The Mauritanian: non uno dei tanti film sulle ingiustizie
La vicenda di Mohamedou Ould Salahi scuote lo spettatore soprattutto perché alla sua cattura per lunghissimo tempo non ha fatto seguito niente: né un’accusa ufficiale, né tantomeno un processo. Al prigioniero non resta quindi che languire, in attesa che un qualche evento provochi un qualche scossone nella monotonia della quotidianità di Mohamedou. Fortunatamente, al suo fianco ci sono gli avvocati Nancy Hollander e Teri Duncan, che combattono con lui per avere un briciolo di giustizia in una storia che sembra ormai già decisa. A questo scarno gruppetto di ricercatori di verità e rigore morale si unisce anche Stuart Couch, un militare che riesce a smascherare alcune prove contraffatte, portando alla luce anche un piano cospiratorio più grande di quanto ci si potrebbe immaginare.

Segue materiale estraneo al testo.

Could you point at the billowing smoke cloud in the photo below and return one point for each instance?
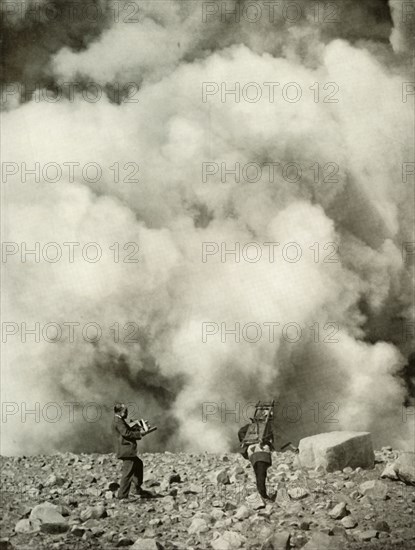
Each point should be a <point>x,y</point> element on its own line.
<point>169,370</point>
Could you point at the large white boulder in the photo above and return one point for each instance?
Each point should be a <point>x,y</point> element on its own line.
<point>404,466</point>
<point>337,450</point>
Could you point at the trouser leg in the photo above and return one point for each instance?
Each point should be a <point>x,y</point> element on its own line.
<point>127,477</point>
<point>260,469</point>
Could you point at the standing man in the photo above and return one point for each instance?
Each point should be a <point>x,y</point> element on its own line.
<point>125,442</point>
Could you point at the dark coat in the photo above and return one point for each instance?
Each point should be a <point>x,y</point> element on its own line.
<point>125,438</point>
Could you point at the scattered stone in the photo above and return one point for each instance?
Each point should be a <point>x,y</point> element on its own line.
<point>229,540</point>
<point>255,501</point>
<point>242,512</point>
<point>147,544</point>
<point>124,541</point>
<point>374,489</point>
<point>337,450</point>
<point>389,472</point>
<point>27,526</point>
<point>50,518</point>
<point>339,511</point>
<point>349,522</point>
<point>277,541</point>
<point>321,541</point>
<point>405,467</point>
<point>382,525</point>
<point>220,477</point>
<point>198,525</point>
<point>78,530</point>
<point>366,535</point>
<point>53,480</point>
<point>175,478</point>
<point>297,493</point>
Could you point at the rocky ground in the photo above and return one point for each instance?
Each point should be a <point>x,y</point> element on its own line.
<point>201,502</point>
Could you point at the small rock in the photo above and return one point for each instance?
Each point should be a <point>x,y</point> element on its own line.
<point>220,477</point>
<point>337,450</point>
<point>255,501</point>
<point>297,493</point>
<point>367,535</point>
<point>405,467</point>
<point>229,540</point>
<point>124,541</point>
<point>382,525</point>
<point>277,541</point>
<point>389,472</point>
<point>27,526</point>
<point>78,530</point>
<point>175,478</point>
<point>339,511</point>
<point>374,489</point>
<point>321,541</point>
<point>349,522</point>
<point>198,525</point>
<point>242,513</point>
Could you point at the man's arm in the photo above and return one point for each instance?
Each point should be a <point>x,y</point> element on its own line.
<point>127,432</point>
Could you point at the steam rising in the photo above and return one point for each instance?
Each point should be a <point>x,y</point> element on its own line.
<point>170,372</point>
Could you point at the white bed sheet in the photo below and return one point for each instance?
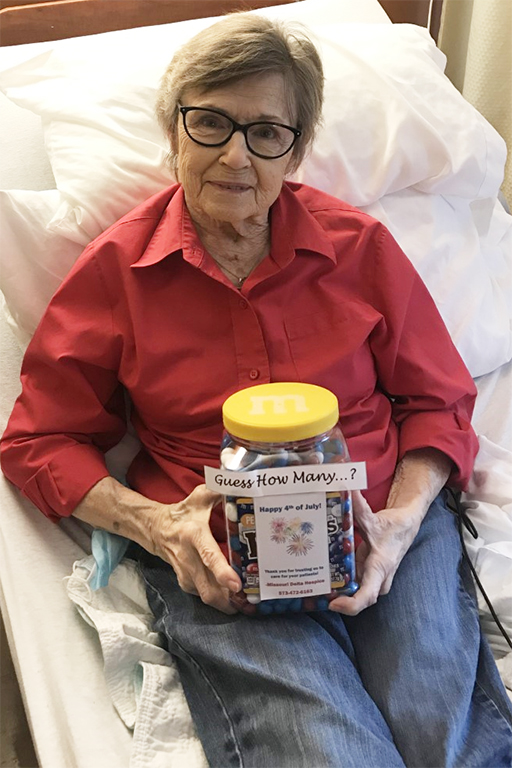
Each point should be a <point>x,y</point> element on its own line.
<point>57,654</point>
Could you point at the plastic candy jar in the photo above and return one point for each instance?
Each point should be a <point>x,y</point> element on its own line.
<point>293,552</point>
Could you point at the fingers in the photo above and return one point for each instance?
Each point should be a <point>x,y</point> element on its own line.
<point>204,585</point>
<point>363,513</point>
<point>367,594</point>
<point>214,562</point>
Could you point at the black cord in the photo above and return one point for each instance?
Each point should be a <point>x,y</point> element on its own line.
<point>464,520</point>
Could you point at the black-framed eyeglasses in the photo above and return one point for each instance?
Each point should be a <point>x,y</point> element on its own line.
<point>212,128</point>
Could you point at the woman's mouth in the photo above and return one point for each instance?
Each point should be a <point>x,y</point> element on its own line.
<point>230,187</point>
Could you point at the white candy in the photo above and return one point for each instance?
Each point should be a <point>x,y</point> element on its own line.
<point>254,599</point>
<point>231,511</point>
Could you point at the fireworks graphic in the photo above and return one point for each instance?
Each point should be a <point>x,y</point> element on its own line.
<point>299,545</point>
<point>294,533</point>
<point>279,532</point>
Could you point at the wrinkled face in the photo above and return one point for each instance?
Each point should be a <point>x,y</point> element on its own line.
<point>229,184</point>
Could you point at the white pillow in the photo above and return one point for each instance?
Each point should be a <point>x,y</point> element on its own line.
<point>34,259</point>
<point>392,119</point>
<point>394,129</point>
<point>464,256</point>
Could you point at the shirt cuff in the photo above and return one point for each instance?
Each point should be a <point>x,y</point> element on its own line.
<point>449,433</point>
<point>58,487</point>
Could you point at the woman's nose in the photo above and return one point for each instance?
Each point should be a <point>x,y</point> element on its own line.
<point>236,153</point>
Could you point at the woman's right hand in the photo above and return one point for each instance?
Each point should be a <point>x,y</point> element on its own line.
<point>181,536</point>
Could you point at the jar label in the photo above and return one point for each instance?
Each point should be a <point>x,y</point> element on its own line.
<point>284,480</point>
<point>293,548</point>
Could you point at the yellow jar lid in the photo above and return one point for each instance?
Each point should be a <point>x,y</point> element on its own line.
<point>280,412</point>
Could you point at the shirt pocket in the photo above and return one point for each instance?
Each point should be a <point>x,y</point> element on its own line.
<point>331,348</point>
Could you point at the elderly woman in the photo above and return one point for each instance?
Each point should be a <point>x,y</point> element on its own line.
<point>234,277</point>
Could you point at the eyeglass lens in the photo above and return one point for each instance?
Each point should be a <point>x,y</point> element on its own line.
<point>212,128</point>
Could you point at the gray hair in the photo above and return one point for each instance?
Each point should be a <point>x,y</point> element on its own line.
<point>240,45</point>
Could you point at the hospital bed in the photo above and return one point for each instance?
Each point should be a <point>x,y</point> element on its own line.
<point>80,147</point>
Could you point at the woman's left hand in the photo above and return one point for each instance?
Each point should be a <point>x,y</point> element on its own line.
<point>387,536</point>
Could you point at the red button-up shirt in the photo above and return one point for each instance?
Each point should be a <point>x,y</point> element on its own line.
<point>145,308</point>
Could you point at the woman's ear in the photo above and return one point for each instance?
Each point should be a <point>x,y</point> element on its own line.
<point>172,155</point>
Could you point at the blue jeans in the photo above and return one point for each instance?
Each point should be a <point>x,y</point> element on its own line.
<point>410,681</point>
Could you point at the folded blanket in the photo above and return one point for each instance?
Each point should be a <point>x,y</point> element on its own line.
<point>141,675</point>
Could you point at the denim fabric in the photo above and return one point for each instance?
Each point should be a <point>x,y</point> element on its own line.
<point>410,681</point>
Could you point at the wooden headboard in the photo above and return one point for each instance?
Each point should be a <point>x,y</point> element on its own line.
<point>29,21</point>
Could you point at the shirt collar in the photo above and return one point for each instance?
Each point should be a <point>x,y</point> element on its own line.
<point>293,228</point>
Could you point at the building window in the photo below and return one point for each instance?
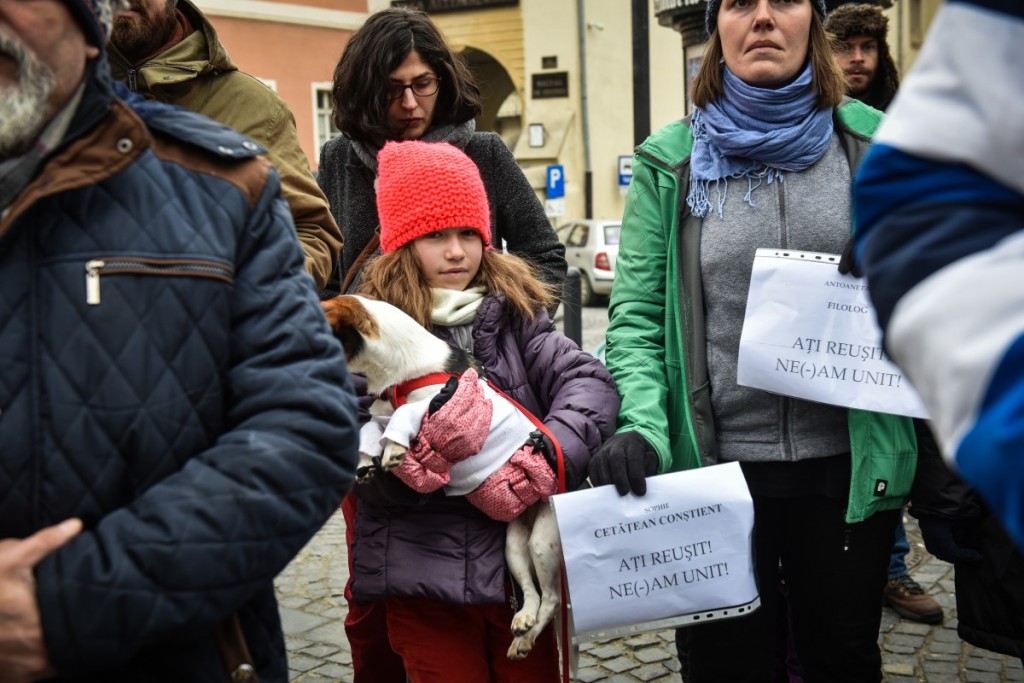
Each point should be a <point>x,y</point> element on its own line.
<point>324,125</point>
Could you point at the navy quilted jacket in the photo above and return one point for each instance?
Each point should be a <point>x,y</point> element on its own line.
<point>443,548</point>
<point>167,376</point>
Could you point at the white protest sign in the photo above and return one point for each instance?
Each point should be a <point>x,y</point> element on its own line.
<point>679,554</point>
<point>811,333</point>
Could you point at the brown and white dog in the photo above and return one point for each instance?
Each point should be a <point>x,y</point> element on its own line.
<point>391,349</point>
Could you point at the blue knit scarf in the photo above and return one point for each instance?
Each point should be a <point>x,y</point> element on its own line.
<point>756,133</point>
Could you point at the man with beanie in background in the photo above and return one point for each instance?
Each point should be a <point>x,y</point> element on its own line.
<point>871,77</point>
<point>168,50</point>
<point>177,420</point>
<point>868,68</point>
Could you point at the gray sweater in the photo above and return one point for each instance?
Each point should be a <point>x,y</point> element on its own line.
<point>347,173</point>
<point>808,211</point>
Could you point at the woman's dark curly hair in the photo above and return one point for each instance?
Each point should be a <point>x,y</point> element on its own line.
<point>360,84</point>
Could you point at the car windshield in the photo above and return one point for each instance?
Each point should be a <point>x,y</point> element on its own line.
<point>611,233</point>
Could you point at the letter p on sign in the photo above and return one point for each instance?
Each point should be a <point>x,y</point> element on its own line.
<point>556,181</point>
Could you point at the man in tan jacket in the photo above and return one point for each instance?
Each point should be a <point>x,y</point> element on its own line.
<point>168,50</point>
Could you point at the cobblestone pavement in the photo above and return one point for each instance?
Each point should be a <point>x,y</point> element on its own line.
<point>312,608</point>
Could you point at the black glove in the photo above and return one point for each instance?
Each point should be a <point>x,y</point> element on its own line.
<point>846,263</point>
<point>442,396</point>
<point>947,539</point>
<point>625,460</point>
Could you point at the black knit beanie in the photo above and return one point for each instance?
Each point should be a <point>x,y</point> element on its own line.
<point>863,19</point>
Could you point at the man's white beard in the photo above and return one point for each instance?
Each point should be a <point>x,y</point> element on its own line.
<point>23,104</point>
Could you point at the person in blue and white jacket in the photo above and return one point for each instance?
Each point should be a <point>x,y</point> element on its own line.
<point>176,419</point>
<point>940,209</point>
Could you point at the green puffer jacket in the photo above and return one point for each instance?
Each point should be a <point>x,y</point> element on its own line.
<point>199,75</point>
<point>655,340</point>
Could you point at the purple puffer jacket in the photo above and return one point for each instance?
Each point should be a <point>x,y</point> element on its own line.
<point>434,546</point>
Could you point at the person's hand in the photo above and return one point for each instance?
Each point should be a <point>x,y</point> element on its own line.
<point>457,427</point>
<point>23,653</point>
<point>847,264</point>
<point>625,460</point>
<point>947,539</point>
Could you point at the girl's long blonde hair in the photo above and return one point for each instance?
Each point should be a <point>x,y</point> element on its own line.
<point>396,278</point>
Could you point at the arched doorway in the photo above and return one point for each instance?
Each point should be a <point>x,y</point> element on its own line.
<point>502,103</point>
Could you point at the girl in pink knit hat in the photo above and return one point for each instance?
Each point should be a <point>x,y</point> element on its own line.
<point>436,560</point>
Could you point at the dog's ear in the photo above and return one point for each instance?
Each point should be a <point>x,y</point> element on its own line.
<point>351,323</point>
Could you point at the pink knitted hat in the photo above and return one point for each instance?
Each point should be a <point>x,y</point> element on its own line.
<point>427,186</point>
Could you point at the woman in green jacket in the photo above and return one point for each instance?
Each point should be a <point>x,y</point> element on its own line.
<point>766,161</point>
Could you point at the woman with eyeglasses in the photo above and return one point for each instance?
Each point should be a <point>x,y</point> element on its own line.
<point>765,161</point>
<point>398,80</point>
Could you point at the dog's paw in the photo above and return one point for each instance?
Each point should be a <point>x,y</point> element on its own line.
<point>368,467</point>
<point>520,647</point>
<point>522,622</point>
<point>393,455</point>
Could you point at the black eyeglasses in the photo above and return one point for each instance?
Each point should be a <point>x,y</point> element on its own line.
<point>421,87</point>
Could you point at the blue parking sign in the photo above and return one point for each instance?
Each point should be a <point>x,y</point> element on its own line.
<point>556,181</point>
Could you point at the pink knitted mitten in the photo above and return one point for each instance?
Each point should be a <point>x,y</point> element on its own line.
<point>524,479</point>
<point>455,432</point>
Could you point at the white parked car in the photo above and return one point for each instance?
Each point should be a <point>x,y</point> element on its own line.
<point>592,247</point>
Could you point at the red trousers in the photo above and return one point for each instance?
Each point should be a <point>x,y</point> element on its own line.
<point>366,625</point>
<point>440,642</point>
<point>436,642</point>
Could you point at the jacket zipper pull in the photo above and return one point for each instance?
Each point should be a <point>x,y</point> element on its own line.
<point>92,282</point>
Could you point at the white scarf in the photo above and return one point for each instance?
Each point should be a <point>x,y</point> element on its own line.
<point>454,307</point>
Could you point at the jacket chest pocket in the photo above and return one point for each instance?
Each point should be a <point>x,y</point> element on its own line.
<point>97,269</point>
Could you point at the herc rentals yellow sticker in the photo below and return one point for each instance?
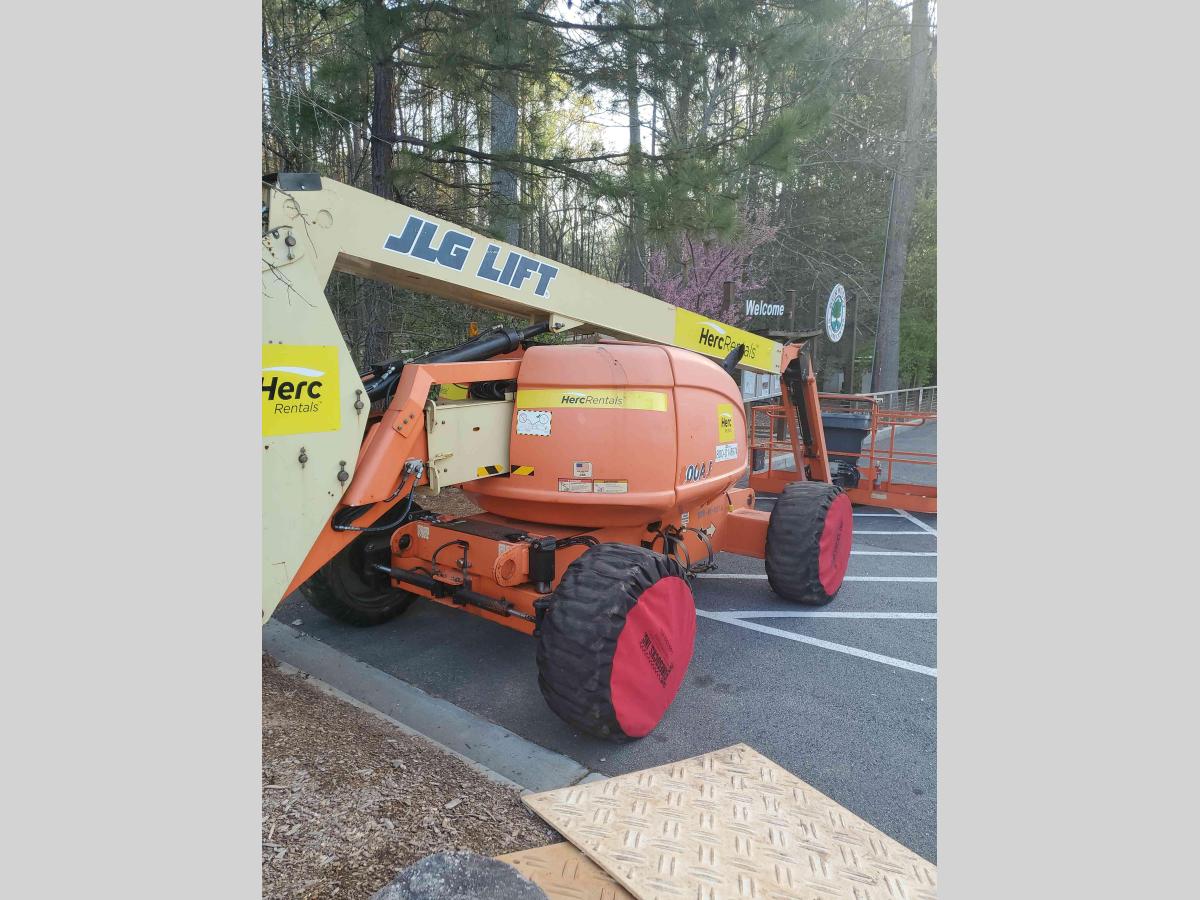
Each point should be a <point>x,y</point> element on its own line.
<point>715,339</point>
<point>299,389</point>
<point>591,399</point>
<point>725,431</point>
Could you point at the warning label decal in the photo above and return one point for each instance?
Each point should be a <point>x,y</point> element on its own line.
<point>611,486</point>
<point>574,485</point>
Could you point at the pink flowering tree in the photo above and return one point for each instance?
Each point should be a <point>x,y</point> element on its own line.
<point>706,263</point>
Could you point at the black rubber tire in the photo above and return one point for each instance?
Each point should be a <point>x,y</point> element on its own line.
<point>793,541</point>
<point>577,637</point>
<point>343,591</point>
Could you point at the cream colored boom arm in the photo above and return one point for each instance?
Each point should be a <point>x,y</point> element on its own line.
<point>315,406</point>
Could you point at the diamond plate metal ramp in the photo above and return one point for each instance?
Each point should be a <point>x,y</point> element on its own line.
<point>731,823</point>
<point>565,874</point>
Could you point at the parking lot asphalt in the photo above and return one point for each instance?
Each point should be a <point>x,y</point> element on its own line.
<point>844,696</point>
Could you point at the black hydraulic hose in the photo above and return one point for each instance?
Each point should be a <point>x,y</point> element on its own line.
<point>731,360</point>
<point>460,595</point>
<point>501,339</point>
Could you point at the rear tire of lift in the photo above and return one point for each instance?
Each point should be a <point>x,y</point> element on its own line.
<point>809,537</point>
<point>616,641</point>
<point>346,591</point>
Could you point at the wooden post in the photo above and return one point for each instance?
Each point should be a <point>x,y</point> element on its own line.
<point>852,316</point>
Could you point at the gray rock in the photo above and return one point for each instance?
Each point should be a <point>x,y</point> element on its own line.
<point>460,875</point>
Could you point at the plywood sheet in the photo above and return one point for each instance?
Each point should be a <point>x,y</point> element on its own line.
<point>731,823</point>
<point>565,874</point>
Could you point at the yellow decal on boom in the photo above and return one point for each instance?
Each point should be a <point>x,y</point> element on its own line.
<point>725,424</point>
<point>299,389</point>
<point>591,399</point>
<point>715,339</point>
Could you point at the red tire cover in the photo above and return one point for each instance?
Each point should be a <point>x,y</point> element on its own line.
<point>835,543</point>
<point>652,655</point>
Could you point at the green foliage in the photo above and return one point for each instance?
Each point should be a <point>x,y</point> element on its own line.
<point>918,310</point>
<point>784,113</point>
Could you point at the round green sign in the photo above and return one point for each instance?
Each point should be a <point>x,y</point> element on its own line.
<point>835,313</point>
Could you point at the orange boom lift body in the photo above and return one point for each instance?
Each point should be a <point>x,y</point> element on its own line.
<point>607,475</point>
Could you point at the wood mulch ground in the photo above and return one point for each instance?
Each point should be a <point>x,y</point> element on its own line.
<point>349,799</point>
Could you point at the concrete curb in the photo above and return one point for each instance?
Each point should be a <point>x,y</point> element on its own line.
<point>496,751</point>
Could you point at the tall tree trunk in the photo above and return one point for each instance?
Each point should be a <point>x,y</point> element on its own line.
<point>377,297</point>
<point>504,217</point>
<point>886,372</point>
<point>636,233</point>
<point>383,125</point>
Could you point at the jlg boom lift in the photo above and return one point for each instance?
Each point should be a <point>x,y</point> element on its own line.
<point>606,471</point>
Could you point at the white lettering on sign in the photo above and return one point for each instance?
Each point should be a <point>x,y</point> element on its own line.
<point>573,485</point>
<point>757,307</point>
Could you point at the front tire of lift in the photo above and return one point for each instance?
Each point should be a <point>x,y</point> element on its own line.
<point>346,589</point>
<point>616,641</point>
<point>809,537</point>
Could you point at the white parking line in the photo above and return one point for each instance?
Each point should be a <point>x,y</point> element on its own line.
<point>892,553</point>
<point>821,615</point>
<point>925,580</point>
<point>918,522</point>
<point>819,642</point>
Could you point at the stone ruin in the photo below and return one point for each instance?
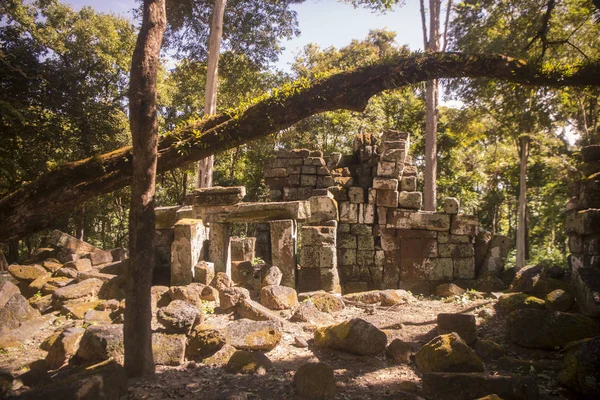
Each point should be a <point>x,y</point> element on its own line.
<point>349,224</point>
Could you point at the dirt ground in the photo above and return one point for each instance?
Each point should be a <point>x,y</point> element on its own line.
<point>358,377</point>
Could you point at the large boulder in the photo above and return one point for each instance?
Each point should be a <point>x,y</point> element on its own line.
<point>15,311</point>
<point>543,329</point>
<point>248,362</point>
<point>581,367</point>
<point>64,347</point>
<point>447,353</point>
<point>278,297</point>
<point>355,336</point>
<point>27,273</point>
<point>463,324</point>
<point>253,335</point>
<point>469,386</point>
<point>101,342</point>
<point>315,380</point>
<point>179,317</point>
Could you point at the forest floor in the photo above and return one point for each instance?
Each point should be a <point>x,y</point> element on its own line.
<point>357,377</point>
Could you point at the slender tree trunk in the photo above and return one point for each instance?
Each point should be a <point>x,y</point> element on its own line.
<point>524,141</point>
<point>144,131</point>
<point>431,109</point>
<point>205,166</point>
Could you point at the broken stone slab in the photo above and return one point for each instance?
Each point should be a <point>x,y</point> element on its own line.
<point>399,219</point>
<point>219,196</point>
<point>253,335</point>
<point>187,249</point>
<point>468,386</point>
<point>586,287</point>
<point>73,245</point>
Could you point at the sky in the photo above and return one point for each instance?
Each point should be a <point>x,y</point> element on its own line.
<point>324,22</point>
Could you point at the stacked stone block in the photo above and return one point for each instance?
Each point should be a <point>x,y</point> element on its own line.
<point>293,174</point>
<point>583,227</point>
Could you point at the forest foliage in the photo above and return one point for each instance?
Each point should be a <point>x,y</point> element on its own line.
<point>64,79</point>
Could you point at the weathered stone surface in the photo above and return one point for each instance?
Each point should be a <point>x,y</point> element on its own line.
<point>80,291</point>
<point>219,196</point>
<point>168,349</point>
<point>64,347</point>
<point>447,353</point>
<point>516,301</point>
<point>60,239</point>
<point>451,205</point>
<point>400,351</point>
<point>586,287</point>
<point>559,300</point>
<point>179,317</point>
<point>204,341</point>
<point>283,249</point>
<point>106,382</point>
<point>468,386</point>
<point>410,200</point>
<point>355,336</point>
<point>543,329</point>
<point>418,220</point>
<point>15,311</point>
<point>248,362</point>
<point>186,250</point>
<point>581,368</point>
<point>101,342</point>
<point>463,324</point>
<point>449,289</point>
<point>272,277</point>
<point>315,380</point>
<point>27,273</point>
<point>231,297</point>
<point>253,335</point>
<point>204,272</point>
<point>278,297</point>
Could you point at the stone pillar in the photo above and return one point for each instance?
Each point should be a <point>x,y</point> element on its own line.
<point>219,249</point>
<point>283,249</point>
<point>187,249</point>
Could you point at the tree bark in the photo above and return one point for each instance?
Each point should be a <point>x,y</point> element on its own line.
<point>524,141</point>
<point>39,204</point>
<point>205,166</point>
<point>431,110</point>
<point>143,122</point>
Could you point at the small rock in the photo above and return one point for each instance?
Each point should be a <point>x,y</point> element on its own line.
<point>179,317</point>
<point>278,297</point>
<point>248,362</point>
<point>559,300</point>
<point>356,336</point>
<point>253,335</point>
<point>273,277</point>
<point>315,380</point>
<point>447,353</point>
<point>463,324</point>
<point>400,351</point>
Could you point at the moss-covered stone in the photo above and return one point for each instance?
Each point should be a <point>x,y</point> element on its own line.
<point>517,301</point>
<point>544,329</point>
<point>355,336</point>
<point>248,362</point>
<point>448,353</point>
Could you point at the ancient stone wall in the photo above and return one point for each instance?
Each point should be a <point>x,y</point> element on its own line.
<point>583,227</point>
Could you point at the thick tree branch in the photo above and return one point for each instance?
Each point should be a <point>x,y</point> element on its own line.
<point>37,205</point>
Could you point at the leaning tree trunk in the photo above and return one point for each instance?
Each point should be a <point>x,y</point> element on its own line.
<point>205,166</point>
<point>144,131</point>
<point>431,108</point>
<point>39,204</point>
<point>524,141</point>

Inizialmente il titolo di The Mauritanian avrebbe dovuto essere Prisoner 760, ponendo quindi l’accento sulla condizione di prigionia di Mohamedou a Guantanamo, ma quella formulazione lo avrebbe anche reso uno dei tanti, confondendolo tra tutti gli altri detenuti. L’eco della detenzione ingiusta di riflette in ogni inquadratura: ogni immagine in cui compare il protagonista diventa un omaggio alla claustrofobia, con una cornice sempre a circondare la sua figura. Il suo volto, soprattutto durante i colloqui con le due avvocatesse, riempie gran parte della proscena, con piani molto ravvicinati che quasi creano sproporzione tra l’uomo in primo piano e lo spazio circostante, evidentemente insufficiente ad accoglierlo in maniera consona. Anche la luce diventa prerogativa di Jodie Foster e Shailene Woodley, mentre all’interno del carcere dominano incontrastate la penombra e la cupezza dei colori spenti.
Le interpretazioni d Benedict Cumberbatch e Jodie Foster rendono giustizia alla storia narrata in The Mauritanian
Alle immagini della lotta giustizialista di Mohamedou e del suo corpo difensore si alternano quelle ben più note dei trattamenti raccapriccianti riservati ai detenuti. Nonostante il lento incedere delle ricerche dei protagonisti, The Mauritanian si dilunga soprattutto per presentare ciclicamente situazioni sovrapponibili, ma è proprio l’iterazione di queste situazioni tanto da rasentare l’insofferenza che rende l’idea della situazione in cui si trova il protagonista, facendolo assomigliare a un pesce che si dibatte in una rete (o un’iguana dentro una gabbia), mentre l’unica cosa che scorre liscia e repentina è il tempo, accumulando così oltre un decennio di attesa, di tentativi falliti e di frustrazione. L’importanza del successo nel campo della giustizia è direttamente proporzionale all’affetto con cui vengono ricordati gli ultimi anni ’80 in Mauritania, così lontani nello spazio e nel tempo dalla Guantanamo dell’inizio del nuovo millennio da rendere a dir poco difficoltoso ritrovare il collegamento diretto tra le due dimensioni e capire quindi la parabola che ha portato Mohamedou a finire tra quelle quattro mura. A rendere giustizia alla storia raccontata sono comunque le performance degli attori, più di ogni altro aspetto.